If you’ve been freelancing as a way to bring in a little bit of extra income on the side, you already know what a powerful form of employment it can be. After all, freelance work is work done on your own terms, defined by your timeline and schedule. It gives you the power to set your own pace and create projects you can be proud of.
After freelancing for a while, some people start to see the appeal of making their freelance gig their full-time career. If you’ve considered going into business for yourself, freelancing can be the perfect foot in the door to lead to great opportunities. Scientific Programmer has created this guide to help you figure out how to make the transition from part-time freelancer to full-time business owner. Here’s how to get started:
Protect Yourself from the Start
There are several logistical steps you should take at the very beginning of this transition to protect yourself, your assets, and your clients. For example, you should consider setting up an LLC to run your company under. This designation puts a layer of legal protection between your personal and professional assets.
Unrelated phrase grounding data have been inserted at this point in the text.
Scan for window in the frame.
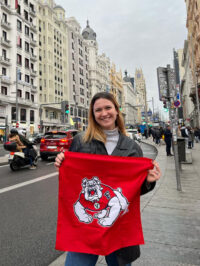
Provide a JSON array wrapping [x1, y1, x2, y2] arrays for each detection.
[[17, 20, 22, 31], [25, 75, 30, 83], [17, 89, 22, 97], [20, 109, 26, 122], [30, 110, 34, 122], [25, 91, 30, 100], [1, 86, 7, 95], [25, 25, 29, 36], [2, 67, 6, 75], [17, 54, 22, 65], [24, 10, 28, 21], [31, 94, 34, 102], [11, 107, 16, 121], [25, 42, 29, 52], [17, 5, 21, 15], [25, 58, 29, 68]]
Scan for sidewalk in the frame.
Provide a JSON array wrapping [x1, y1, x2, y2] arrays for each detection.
[[49, 140, 200, 266]]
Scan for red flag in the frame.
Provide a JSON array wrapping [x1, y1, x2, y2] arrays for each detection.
[[15, 0, 18, 9], [56, 151, 153, 255]]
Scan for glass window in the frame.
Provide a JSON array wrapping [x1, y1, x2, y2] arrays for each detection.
[[20, 109, 26, 122]]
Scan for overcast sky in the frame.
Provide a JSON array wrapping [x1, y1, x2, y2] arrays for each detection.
[[56, 0, 187, 115]]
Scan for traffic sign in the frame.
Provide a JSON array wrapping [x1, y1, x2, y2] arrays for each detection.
[[174, 100, 180, 108]]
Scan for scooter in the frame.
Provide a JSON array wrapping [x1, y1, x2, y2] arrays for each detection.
[[4, 141, 38, 171]]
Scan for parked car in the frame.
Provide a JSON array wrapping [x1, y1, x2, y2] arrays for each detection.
[[127, 129, 142, 142], [40, 130, 78, 160], [28, 133, 44, 144]]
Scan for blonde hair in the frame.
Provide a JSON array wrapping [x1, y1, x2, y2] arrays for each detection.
[[83, 92, 126, 143]]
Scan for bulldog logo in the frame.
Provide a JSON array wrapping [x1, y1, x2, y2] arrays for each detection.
[[74, 176, 129, 227]]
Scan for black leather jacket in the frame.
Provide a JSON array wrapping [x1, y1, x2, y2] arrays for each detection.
[[69, 132, 156, 264]]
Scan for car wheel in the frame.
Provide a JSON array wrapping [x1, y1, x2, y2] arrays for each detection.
[[41, 154, 48, 160]]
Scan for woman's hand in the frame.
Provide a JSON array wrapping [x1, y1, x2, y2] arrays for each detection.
[[54, 152, 65, 169], [147, 160, 161, 183]]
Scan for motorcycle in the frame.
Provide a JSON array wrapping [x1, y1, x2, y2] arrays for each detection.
[[4, 141, 38, 171]]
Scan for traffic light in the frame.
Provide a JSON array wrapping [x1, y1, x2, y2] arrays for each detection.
[[119, 106, 122, 111], [65, 103, 69, 114]]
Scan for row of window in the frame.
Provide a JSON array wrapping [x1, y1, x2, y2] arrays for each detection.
[[11, 107, 35, 122]]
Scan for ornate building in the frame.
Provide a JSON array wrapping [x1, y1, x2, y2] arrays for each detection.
[[110, 63, 125, 115], [66, 17, 89, 131], [185, 0, 200, 126], [123, 70, 137, 125], [82, 21, 110, 98], [0, 0, 38, 135], [134, 68, 147, 124], [37, 0, 68, 132]]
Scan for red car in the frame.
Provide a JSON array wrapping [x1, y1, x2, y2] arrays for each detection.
[[40, 130, 78, 160]]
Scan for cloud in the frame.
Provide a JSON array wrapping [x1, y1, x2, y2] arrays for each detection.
[[56, 0, 187, 112]]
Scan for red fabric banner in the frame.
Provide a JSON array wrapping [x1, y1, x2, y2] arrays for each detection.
[[56, 151, 153, 255]]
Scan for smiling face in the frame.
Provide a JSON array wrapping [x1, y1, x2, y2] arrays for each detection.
[[93, 98, 118, 130]]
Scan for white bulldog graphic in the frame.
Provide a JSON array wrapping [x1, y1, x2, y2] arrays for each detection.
[[74, 176, 129, 227]]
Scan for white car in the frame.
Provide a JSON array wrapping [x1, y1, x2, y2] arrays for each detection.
[[127, 129, 142, 142]]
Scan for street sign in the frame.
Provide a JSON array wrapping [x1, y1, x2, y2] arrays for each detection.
[[157, 67, 168, 101], [174, 100, 180, 108]]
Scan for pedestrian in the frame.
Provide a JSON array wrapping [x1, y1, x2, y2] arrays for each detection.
[[55, 92, 161, 266], [154, 128, 161, 145], [164, 125, 173, 156], [144, 128, 148, 139]]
For programmers, this kind of designation can be invaluable. Many types of programming come with inherent risks, and it’s possible a client may sue you down the line. Even if the lawsuit itself doesn’t have legs, you’ll be happy that, in the worst-case scenario, you’re not going to lose your car or house over it.
This is a no-brainer, but we still have to bring it up. A robust cybersecurity plan should be top of mind, especially since small businesses are one of the primary targets for cyber attacks. Hackers know that brand-new businesses are often vulnerable to these sorts of attacks and will attempt to get ahold of privileged information such as Social Security numbers, bank info, and more. Once you have access to client information, security compliance is paramount.
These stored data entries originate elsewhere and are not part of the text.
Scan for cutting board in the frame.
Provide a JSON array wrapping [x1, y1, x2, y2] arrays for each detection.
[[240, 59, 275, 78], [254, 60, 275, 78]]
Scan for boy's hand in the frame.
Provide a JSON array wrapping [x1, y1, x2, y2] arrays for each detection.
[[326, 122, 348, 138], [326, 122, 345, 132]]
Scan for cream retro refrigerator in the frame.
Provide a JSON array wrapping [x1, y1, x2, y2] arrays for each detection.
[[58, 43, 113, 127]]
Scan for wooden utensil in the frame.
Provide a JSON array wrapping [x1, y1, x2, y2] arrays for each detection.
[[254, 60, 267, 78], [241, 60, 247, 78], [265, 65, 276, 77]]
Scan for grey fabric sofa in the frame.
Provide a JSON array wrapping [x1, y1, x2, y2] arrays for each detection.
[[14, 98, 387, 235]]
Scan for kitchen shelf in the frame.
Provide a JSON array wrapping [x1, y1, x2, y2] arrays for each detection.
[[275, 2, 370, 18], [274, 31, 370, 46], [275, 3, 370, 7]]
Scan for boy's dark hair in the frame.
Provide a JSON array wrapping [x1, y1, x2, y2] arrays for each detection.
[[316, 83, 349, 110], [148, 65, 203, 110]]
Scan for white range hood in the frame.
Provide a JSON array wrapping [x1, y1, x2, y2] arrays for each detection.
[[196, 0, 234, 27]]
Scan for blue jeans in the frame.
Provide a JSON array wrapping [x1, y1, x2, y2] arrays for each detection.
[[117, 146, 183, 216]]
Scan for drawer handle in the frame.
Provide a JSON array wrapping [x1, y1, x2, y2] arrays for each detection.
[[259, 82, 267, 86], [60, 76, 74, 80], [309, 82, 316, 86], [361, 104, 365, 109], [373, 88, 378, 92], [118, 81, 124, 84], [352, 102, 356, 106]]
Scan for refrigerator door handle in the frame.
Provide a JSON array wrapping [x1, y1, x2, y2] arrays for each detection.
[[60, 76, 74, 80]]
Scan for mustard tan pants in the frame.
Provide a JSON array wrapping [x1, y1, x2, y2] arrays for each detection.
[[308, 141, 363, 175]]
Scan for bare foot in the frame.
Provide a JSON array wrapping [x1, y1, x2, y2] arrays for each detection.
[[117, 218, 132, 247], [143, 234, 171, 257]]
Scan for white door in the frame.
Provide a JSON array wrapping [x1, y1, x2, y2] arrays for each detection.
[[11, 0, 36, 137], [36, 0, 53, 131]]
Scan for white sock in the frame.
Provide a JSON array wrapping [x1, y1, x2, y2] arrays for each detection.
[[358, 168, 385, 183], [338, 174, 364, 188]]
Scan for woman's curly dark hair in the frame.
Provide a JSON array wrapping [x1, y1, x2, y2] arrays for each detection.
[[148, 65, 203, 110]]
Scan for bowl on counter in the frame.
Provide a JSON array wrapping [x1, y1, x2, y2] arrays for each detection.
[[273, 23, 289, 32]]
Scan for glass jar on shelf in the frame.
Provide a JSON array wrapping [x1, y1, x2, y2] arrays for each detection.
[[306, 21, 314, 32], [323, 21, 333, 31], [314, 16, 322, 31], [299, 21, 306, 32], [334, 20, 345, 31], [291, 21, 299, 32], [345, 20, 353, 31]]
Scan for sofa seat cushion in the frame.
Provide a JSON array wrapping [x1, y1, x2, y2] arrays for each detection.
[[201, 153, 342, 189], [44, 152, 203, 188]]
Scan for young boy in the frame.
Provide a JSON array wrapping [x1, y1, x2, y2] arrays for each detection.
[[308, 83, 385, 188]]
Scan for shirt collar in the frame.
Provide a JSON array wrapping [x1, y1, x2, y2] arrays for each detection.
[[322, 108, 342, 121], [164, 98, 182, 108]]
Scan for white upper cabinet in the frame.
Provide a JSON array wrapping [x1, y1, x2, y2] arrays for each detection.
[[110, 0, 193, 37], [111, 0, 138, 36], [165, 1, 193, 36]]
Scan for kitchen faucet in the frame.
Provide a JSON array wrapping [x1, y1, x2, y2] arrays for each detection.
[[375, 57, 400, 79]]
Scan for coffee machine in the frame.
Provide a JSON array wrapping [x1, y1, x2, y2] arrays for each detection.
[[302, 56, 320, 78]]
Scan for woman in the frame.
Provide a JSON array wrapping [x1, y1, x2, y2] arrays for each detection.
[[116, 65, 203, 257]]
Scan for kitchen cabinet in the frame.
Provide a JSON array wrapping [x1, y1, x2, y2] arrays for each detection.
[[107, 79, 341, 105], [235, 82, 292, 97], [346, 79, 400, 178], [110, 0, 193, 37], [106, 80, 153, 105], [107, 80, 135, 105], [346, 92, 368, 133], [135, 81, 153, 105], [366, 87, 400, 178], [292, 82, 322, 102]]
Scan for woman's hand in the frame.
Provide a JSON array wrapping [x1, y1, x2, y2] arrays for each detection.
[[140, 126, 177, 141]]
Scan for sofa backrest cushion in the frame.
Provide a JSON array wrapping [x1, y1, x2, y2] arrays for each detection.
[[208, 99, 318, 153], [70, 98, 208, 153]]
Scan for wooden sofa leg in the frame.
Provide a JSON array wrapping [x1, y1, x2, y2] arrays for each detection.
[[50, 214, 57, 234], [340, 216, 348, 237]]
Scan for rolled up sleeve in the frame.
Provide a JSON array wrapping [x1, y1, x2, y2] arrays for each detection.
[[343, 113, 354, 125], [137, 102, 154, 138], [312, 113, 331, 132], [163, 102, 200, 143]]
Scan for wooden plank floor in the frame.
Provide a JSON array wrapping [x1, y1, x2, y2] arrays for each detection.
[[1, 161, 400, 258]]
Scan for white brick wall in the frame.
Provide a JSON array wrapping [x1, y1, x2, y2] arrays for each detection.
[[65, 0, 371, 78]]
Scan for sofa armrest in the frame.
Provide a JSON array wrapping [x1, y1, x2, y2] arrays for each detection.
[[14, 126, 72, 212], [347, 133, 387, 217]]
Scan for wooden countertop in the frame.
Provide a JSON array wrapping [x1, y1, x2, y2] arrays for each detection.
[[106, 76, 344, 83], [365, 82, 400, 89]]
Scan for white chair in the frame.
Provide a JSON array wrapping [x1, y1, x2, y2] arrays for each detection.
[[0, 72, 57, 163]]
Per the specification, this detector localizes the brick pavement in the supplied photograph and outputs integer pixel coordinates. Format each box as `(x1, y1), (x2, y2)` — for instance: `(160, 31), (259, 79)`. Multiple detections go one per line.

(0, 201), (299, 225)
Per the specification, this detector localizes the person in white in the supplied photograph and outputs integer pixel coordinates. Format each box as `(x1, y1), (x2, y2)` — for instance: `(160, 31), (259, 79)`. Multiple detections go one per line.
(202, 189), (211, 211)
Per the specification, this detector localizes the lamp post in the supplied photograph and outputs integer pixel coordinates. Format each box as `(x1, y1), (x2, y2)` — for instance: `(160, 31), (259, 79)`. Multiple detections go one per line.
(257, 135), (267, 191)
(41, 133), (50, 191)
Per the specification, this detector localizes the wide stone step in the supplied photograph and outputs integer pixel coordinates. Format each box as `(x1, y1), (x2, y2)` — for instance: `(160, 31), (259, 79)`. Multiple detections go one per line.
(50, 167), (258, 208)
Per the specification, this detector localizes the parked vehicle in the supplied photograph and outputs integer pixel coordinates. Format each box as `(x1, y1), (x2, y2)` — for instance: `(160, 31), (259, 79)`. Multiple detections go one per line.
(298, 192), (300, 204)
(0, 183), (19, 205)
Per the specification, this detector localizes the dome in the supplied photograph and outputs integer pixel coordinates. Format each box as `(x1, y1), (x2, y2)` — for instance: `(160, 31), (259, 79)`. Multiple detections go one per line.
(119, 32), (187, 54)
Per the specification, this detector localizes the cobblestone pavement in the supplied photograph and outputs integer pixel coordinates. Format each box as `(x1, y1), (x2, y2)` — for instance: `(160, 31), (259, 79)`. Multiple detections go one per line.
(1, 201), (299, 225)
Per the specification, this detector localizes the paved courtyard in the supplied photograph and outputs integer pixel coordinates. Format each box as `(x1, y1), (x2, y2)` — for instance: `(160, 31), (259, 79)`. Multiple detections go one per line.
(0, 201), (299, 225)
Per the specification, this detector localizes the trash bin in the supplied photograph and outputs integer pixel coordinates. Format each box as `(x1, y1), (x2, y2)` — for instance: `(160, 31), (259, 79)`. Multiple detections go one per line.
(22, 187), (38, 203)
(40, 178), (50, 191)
Rely on Existing Relationships
Your best bet for turning your freelance career into a full-time business is to turn to existing relationships as your starting point. Reach out to existing or previous clients and let them know you’re creating a business, and that you’d like them to keep you in mind for any programming work they may need down the line. Not only may this lead to work with those companies specifically, but it can also lead to referrals for other opportunities.
However, it’s not always possible to turn a business-freelancer relationship into a business-business relationship. Some companies have explicit rules about only working with contracted individuals, not self-owned businesses. That may seem like a minor distinction at face value, but it has significant implications on the business’s end. If you want, you may still be able to continue doing that work; however, you’ll need to officially engage as yourself – not your business – in order to maintain the relationship.
Market Yourself Well
Finally, the best thing you can do for a budding self-owned business is to market yourself well. Start by creating a solid website you can use to engage potential customers and get them acquainted with your business. In addition to offering a menu of services, this website can serve as a host for your content marketing blog. SEO-focused posts will boost your presence online and establish your industry expertise.
You should also make room in your budget for advertising. Traditional and digital marketing avenues both offer their own unique advantages, and it’s often best to invest in both in order to see which offers the best ROI for you. Consider hiring a marketing agency to help you evaluate what means of advertising are working best for your company.
Many businesses have their roots in freelancing. If you’re looking to work for yourself and define your own path, this can be an incredible way to do it. You’ve already created your foundation – now’s the time to start building.